Now we must address the second part of the problem; that is, we must target teen pregnancy. The problem with teenage sex is not simply that teens are having sex. In approximately half the cases, adults are having sex with teenagers. State laws governing statutory rape are often called a "fictitious chastity belt" since law enforcement often ignore the laws.

The reasons for lax enforcement are varied, but they surely include the fallout from the sexual revolution and the children's rights movement. As a society, we have come to accept the notion that even young teenagers are engaging in consensual sex. While there may be some tawdry publicity when a high profile entertainer like Woody Allen or Kelsey Grammar is accused of sex with a teenager, generally the issue is ignored.

But the issue cannot be ignored. "Welfare reform, sex education and teen pregnancy prevention programs and welfare reform are doomed to failure when they ignore the prevalence of adult-teen sex." Education about the problem and enforcement of statutory rape laws would substantially reduce the number of unwed teens.

We must honor and promote strong marriages.

Now I would like to propose additional solutions to the problem of family breakdown. First, we must teach marriage principles. Marriages are falling apart and other marriages never begin as sexual partners choose to live together rather than get married. Churches and Christian organizations must teach marriage principles so that marriages will last. Once built on commitment, today's marriages are a contract: as long as love shall last.

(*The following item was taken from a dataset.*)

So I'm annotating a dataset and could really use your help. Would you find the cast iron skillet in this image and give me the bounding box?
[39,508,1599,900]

Sound, biblical education is necessary to put marriages back on a firm foundation.

Fortunately, a growing number of effective organizations are providing that needed education. Family Life Ministry holds weekend Family Life Conferences through out the country and the world to packed audiences eager to learn more about how to build strong marriages and families. The Marriage Encounter program has been providing the same important teaching in church and retreat settings. And lots and lots of books, tapes, videos, and other seminars are focusing needed attention on the principles that will build strong marriages and allow them to flourish.

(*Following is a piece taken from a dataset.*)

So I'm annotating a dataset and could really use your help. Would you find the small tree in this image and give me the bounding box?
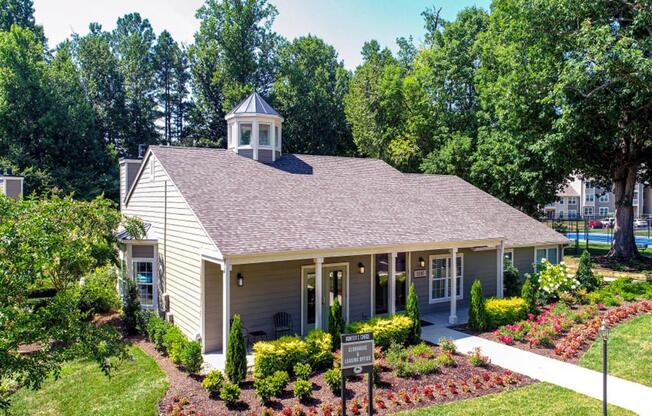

We must honor and support fatherhood.

Second, we must emphasize fatherhood. As more and more children grow up in single-parent homes (which are primarily female-headed homes), fathers appear irrelevant and superfluous. Not only are they seen as expendable; they are often seen as part of the problem.

Yet the consequences of fatherless homes is devastating. "More than 70 percent of all juveniles in state reform institutions come from fatherless homes." Children who grow up without fathers are more likely to be involved in criminal behavior because they lack a positive male role model in their lives. Fathers are not irrelevant. They may indeed spell the difference between success and failure for their children.

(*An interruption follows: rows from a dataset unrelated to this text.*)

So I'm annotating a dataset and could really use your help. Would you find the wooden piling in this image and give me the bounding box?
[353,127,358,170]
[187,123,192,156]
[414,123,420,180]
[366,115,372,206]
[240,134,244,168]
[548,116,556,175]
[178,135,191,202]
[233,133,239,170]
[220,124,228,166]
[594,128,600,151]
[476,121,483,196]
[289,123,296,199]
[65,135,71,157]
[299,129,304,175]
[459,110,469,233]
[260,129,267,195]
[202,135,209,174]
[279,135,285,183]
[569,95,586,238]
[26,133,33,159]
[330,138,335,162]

Often fatherless homes feed the cycle of illegitimacy itself. "Young white women who grow up without a father in the home are more than twice as likely to bear children out of wedlock. And boys living in a single-parent family are twice as likely to father a child out of wedlock as boys from intact homes."

Fortunately, there are many ministries encouraging men to stand with their families. Gatherings like the Promise Keepers conferences nationwide are highly visible symbols of a much greater movement of men (individual churches or parachurch organizations) who have dedicated themselves to running their families on biblical principles. Groups like Mad Dads (Men Against Destruction Defending Against Drugs and Social disorder) have been organized to encourage fathers in high crime urban areas. Especially critical are young urban (often black) youths who do not have strong male role models to emulate. One organizer said, "They saw pimps and hustlers and dope dealers and gang bangers and hypersexual individuals who like to make babies but didn't assume the responsibility of taking care of them--so why should the kids? And so our first goal was just to mobilize strong, black fathers who were drug-free, who were willing to stand up and be role models, giving our kids another group of men they could look at."

Building strong families must include building families with fathers. Fatherlessness is one of the primary causes of social disintegration. Parenting cannot be left to mothers and grandmothers. Fathers are essential.